Endocrine disruptors are linked to a string of health problems, including diabetes, brain disorders, fertility issues and cancer. The chemicals can be grouped into four categories:
• Pesticides used in agriculture
• Phthalates used in personal care products and food packaging
• Bisphenol A (BPA) used in aluminum can linings and plastics
• Flame retardants applied to furniture, electronics, mattresses and car seats
"Hormones are molecules that our body uses to signal and communicate, and hormone disrupters are chemicals that scramble those signals and contribute to disease, Trasande told CBS News. “We know now of over 1,000 chemicals that are hormone disrupters," he said.
Hormone mimickers also play a role in weight gain and may be a key factor in America’s growing obesity epidemic, which now affects 78 million adults and 12 million children, according to the National Council of State Legislature.
Endocrine-disrupting chemicals that cause weight gain are called obesogens. Studies show that not only do obesogens promote weight gain, but they also cause the body to hang on to other environmental pollutants for longer, which could explain why obesity is an underlying risk factor for so many other diseases, including cancer.
Trasande says these chemicals “scramble hormone signals and shift our diet and how it's transformed in our body into fat as opposed into muscle or other categories.”
The use of endocrine-disrupting chemicals in consumer products is so widespread that the toxins are showing up in the environment, and subsequently, wildlife, too.
A study published in 2018 found phthalates in the urine of bottlenose dolphins in Sarasota Bay, Florida. Phthalates showed up in 71 percent of dolphins tested in the area over a two-year period. The discovery is alarming as it marks the first time scientists have found endocrine disruptors in the urine of wild marine mammals, which indicates the chemicals remained in their body long enough to process them.

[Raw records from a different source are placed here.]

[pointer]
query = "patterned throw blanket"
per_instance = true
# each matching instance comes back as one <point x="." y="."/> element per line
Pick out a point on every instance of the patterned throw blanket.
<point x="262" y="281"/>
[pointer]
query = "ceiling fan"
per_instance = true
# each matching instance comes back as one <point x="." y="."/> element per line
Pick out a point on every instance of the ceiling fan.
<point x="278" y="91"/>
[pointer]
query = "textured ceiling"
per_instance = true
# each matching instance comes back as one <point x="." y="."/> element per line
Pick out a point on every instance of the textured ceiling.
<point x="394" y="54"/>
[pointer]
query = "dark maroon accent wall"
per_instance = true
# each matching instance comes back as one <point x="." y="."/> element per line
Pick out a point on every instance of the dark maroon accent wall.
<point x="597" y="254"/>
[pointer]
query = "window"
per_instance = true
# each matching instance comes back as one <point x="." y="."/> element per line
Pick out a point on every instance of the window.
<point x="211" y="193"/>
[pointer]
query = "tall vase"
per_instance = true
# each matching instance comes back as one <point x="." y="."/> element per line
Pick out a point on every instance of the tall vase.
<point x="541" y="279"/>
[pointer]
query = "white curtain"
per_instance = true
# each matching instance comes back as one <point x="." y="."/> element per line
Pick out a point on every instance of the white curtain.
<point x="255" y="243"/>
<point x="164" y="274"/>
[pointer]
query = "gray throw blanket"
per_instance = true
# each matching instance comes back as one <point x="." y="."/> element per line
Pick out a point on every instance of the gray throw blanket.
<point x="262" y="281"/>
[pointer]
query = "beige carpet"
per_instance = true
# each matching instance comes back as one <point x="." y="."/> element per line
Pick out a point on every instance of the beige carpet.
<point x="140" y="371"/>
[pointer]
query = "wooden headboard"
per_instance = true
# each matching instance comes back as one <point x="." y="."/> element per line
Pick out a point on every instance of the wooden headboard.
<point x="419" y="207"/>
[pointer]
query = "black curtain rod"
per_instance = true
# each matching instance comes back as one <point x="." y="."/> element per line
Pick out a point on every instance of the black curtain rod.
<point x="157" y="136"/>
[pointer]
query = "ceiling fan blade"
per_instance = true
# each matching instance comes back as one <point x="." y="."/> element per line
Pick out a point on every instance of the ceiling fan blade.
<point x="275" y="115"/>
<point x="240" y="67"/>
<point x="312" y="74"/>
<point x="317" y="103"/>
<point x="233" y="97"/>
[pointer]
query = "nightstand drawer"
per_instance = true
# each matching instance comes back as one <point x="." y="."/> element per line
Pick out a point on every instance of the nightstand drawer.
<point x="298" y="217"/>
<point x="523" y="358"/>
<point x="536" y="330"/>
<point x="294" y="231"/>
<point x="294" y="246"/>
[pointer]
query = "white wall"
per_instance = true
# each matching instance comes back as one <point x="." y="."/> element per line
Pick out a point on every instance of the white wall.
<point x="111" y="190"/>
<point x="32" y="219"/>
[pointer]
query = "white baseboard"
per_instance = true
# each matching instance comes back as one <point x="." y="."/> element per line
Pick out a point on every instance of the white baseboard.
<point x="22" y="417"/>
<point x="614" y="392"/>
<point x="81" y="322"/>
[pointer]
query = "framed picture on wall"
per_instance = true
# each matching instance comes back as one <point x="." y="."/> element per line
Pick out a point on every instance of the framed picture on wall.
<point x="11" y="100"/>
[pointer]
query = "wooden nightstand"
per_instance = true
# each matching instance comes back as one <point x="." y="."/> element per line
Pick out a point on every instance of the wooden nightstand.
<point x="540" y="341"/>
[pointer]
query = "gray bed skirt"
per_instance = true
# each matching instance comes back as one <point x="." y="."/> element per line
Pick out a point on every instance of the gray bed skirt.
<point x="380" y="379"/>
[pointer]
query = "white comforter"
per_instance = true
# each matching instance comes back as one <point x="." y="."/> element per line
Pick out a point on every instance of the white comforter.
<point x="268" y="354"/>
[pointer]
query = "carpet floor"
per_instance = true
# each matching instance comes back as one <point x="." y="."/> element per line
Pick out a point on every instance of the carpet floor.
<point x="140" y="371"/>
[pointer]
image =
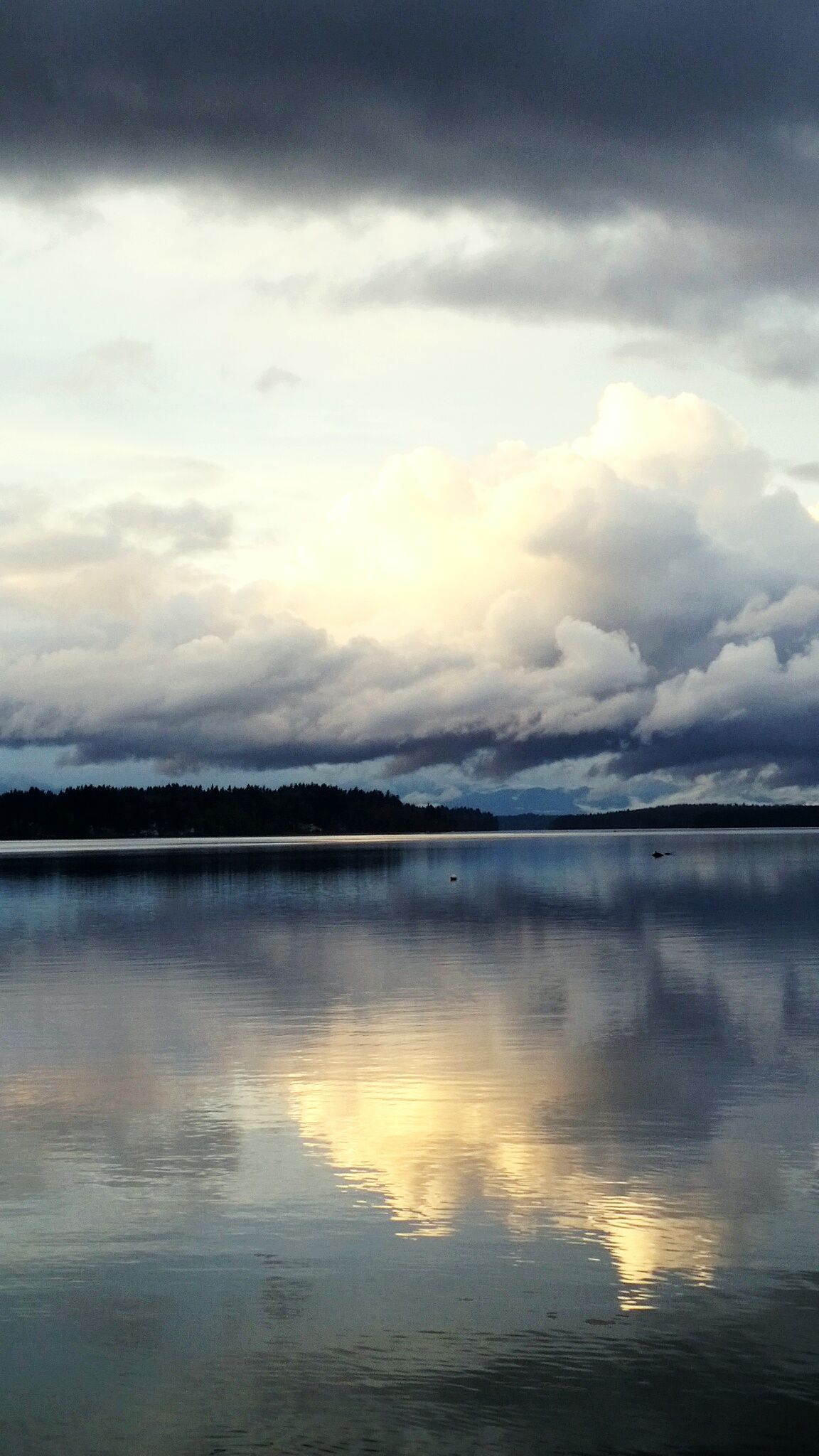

Despite their persistence, there are steps consumers can take to limit their exposure to hormone-mimicking chemicals. Buying organic and locally sourced food can reduce exposure to toxic pesticides. Avoiding canned food and drink can help protect consumers from BPA and BPA alternative chemicals.
Finally, never microwave anything plastic, and try to avoid consuming food or drink that comes from a heated, plastic container.